Oggi invece mi pongo molte domande sul perché l’amore, un sentimento così bello, che regala felicità e permette all’innamorato/a di condividere il bene che sente con le persone per le quali lo riserva, porti alla morte di sempre più donne per mano dell’uomo. Questi uomini, che rimangono tali anche dopo aver commesso un omicidio, vengono definiti molto spesso come “mostri” o “animali” dalle testate giornalistiche: questo tipo di divulgazione non permetterà mai alla società di capire che essi sono frutto della stessa.
La diffusione di notizie è fondamentale per capire e riconoscere che non si è ancora fatto il possibile al fine di ridurre queste tragedie, ma attraverso questa becera divulgazione vengono offerte anche interviste a persone conoscenti dell’assassino che lo descrivono come “brava persona” o come “un uomo geloso”, edulcorando l’accaduto, non dandogli il giusto peso e vittimizzando l’artefice. Riconoscere invece che l’uomo in questione non era sano mentalmente e che vedeva la donna come un oggetto per il quale gestirne il possesso, potrebbe avere nella società un riscontro molto più positivo.

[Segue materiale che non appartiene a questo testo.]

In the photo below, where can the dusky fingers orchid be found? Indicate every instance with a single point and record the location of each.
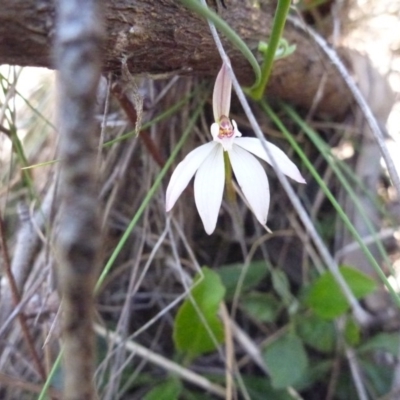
(207, 164)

Non è solo quindi una questione di gelosia ma subentrano dei fattori molto più profondi, radicati nella cultura di questa società: misoginia, maschilismo e mascolinità tossica che portano l’assassino a doversi identificare come “maschio alfa”, un individuo forte e insensibile. Questa immagine di uomo condurrà lo stesso a generare dentro di sé una sorta di continua repressione che lo porterà ad utilizzare la violenza come unico sfogo con la presunta consapevolezza di essere più forte della donna in questione.

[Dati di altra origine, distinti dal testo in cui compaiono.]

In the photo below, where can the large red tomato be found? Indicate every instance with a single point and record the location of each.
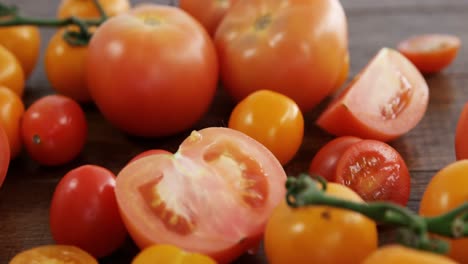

Quello che ho scritto potrebbe costituire una risposta alle mie molteplici domande ma dentro di me credo che non riuscirò mai a capirne il perché o a darmi una semplice spiegazione. Spero che un giorno, anche se lontano, queste tragedie finiscano perché ad oggi portano ragazze giovani come me ad avere pensieri negativi riguardo all’amore, alla fiducia o al pensiero di voler mettere al mondo un figlio in questa società machista.